I dati degli studi hanno mostrato anche un forte beneficio clinico in termini di riduzione del 42 per cent del rischio di accumulo sostenuto di disabilità in pazienti trattati con alemtuzumab nel CARE-MS II rispetto a Rebif, con un miglioramento significativo nei punteggi della scala che suggeriva in alcuni pazienti una regressione della disabilità preesistente. Nella sperimentazione, il punteggio medio di disabilità per pazienti trattati con alemtuzumab è diminuito in un periodo di due anni, indicando un miglioramento nella loro disabilità fisica, mentre il punteggio medio per i pazienti trattati con Rebif è aumentato, indicando un peggioramento.   

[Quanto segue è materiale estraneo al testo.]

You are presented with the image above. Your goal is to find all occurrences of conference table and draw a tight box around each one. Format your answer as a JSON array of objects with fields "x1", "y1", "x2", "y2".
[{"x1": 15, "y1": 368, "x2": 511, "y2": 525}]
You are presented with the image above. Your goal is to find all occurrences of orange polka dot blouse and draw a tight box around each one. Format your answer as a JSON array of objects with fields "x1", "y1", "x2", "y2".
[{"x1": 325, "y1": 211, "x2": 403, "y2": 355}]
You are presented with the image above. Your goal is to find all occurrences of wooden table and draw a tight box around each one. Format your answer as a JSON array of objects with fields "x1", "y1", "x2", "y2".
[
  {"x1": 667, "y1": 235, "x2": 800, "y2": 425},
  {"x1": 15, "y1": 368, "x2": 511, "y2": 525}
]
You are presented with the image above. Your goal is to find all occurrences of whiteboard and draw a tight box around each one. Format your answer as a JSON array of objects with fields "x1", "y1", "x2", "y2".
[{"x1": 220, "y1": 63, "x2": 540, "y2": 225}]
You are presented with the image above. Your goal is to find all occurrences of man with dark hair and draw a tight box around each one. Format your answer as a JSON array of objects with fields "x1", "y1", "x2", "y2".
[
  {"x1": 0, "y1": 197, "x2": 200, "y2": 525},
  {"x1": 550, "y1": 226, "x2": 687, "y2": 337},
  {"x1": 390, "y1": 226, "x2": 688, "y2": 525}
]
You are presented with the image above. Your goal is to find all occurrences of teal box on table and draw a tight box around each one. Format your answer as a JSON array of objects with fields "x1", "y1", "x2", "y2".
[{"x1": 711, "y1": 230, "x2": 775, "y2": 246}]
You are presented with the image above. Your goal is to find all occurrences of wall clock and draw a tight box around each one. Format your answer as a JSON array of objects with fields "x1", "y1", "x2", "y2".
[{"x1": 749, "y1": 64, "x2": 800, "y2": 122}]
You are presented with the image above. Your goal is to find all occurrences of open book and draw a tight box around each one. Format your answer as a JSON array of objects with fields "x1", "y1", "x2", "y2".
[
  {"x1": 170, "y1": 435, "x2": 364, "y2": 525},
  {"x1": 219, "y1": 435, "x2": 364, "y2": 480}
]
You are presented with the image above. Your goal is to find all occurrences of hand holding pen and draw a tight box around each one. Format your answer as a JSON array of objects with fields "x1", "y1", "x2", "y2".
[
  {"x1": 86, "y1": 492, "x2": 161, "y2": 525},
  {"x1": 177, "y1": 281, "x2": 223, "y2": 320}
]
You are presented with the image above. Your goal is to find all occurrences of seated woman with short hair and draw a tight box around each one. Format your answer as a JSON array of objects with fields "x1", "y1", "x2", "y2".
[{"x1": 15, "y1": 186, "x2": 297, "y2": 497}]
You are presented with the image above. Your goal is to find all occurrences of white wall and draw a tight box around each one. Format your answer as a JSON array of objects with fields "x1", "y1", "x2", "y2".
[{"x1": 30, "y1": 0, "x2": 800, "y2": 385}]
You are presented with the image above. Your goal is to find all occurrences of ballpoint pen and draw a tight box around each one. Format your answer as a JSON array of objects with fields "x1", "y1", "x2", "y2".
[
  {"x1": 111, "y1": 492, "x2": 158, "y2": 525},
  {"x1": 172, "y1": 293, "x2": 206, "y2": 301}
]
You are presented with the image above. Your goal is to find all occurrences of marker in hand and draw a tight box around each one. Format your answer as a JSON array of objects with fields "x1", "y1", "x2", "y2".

LA SPERIMENTAZIONE ANCHE ALL'OSPEDALE S.ANDREA DI ROMA
“Come abbiamo potuto verificare nella nostra esperienza al S. Andrea, avendo partecipato al CARE-MS II, i risultati sull’efficacia di alemtuzumab confrontato in questi studi direttamente con interferone beta-1a ad alte dosi, sono molto promettenti - ha dichiarato il Prof Carlo Pozzilli, Ordinario di Neurologia della Sapienza, Università di Roma e Responsabile del Centro Sclerosi Multipla dell'Azienda Ospedaliera S. Andrea di Roma - In particolare, il rallentamento dell’accumulo di disabilità mostra quale potenziale abbia alemtuzumab nell’offrire ai pazienti con sclerosi multipla una nuova opzione terapeutica altamente efficace e con un regime di somministrazione unico ed innovativo".

 

SICUREZZA E POSSIBILI EFFETTI COLLATERALI
Per quanto riguarda invece la sicurezza del trattamento i risultati emersi sono sovrapponibili, con effetti avversi legati soprattutto all’infusione. Nei pazienti sottoposti al trattamento con alemtuzumab però sono stati più frequenti gli effetti di tipo autoimmune, una possibilità che era già nota.  Circa l'1 per cento dei pazienti trattati con alemtuzumab in ogni studio ha sviluppato una porpora trombocitopenica idiopatica  (ITP) nel periodo di due anni dello studio mentre non sono stati riferiti casi di malattia anti-GBM. La percentuale di casi di neoplasie maligne nei pazienti trattati con alemtuzumab è risultata  inferiore all’ 1 per cento. Il profilo di sicurezza complessivo è stato simile per i gruppi trattati con alemtuzumab 12 mg e con alemtuzumab 24 mg.  Comunque, visto che era nota la possibilità di malattie autoimmuni in risposta al farmaco sperimentale questi casi sono stati individuati precocemente grazie a un programma di monitoraggio e gestite ricorrendo a terapie tradizionali. Il monitoraggio dei pazienti per le malattie autoimmuni è incluso in tutte le sperimentazioni su alemtuzumab supportate da Genzyme per il trattamento sperimentale della SM.
Alemtuzumab non è ancora stato approvato per il trattamento della SM e pertanto non deve essere utilizzato al di fuori di una sperimentazione clinica formale e regolamentata, in cui siano state  adottate adeguate misure di monitoraggio dei pazienti con SM.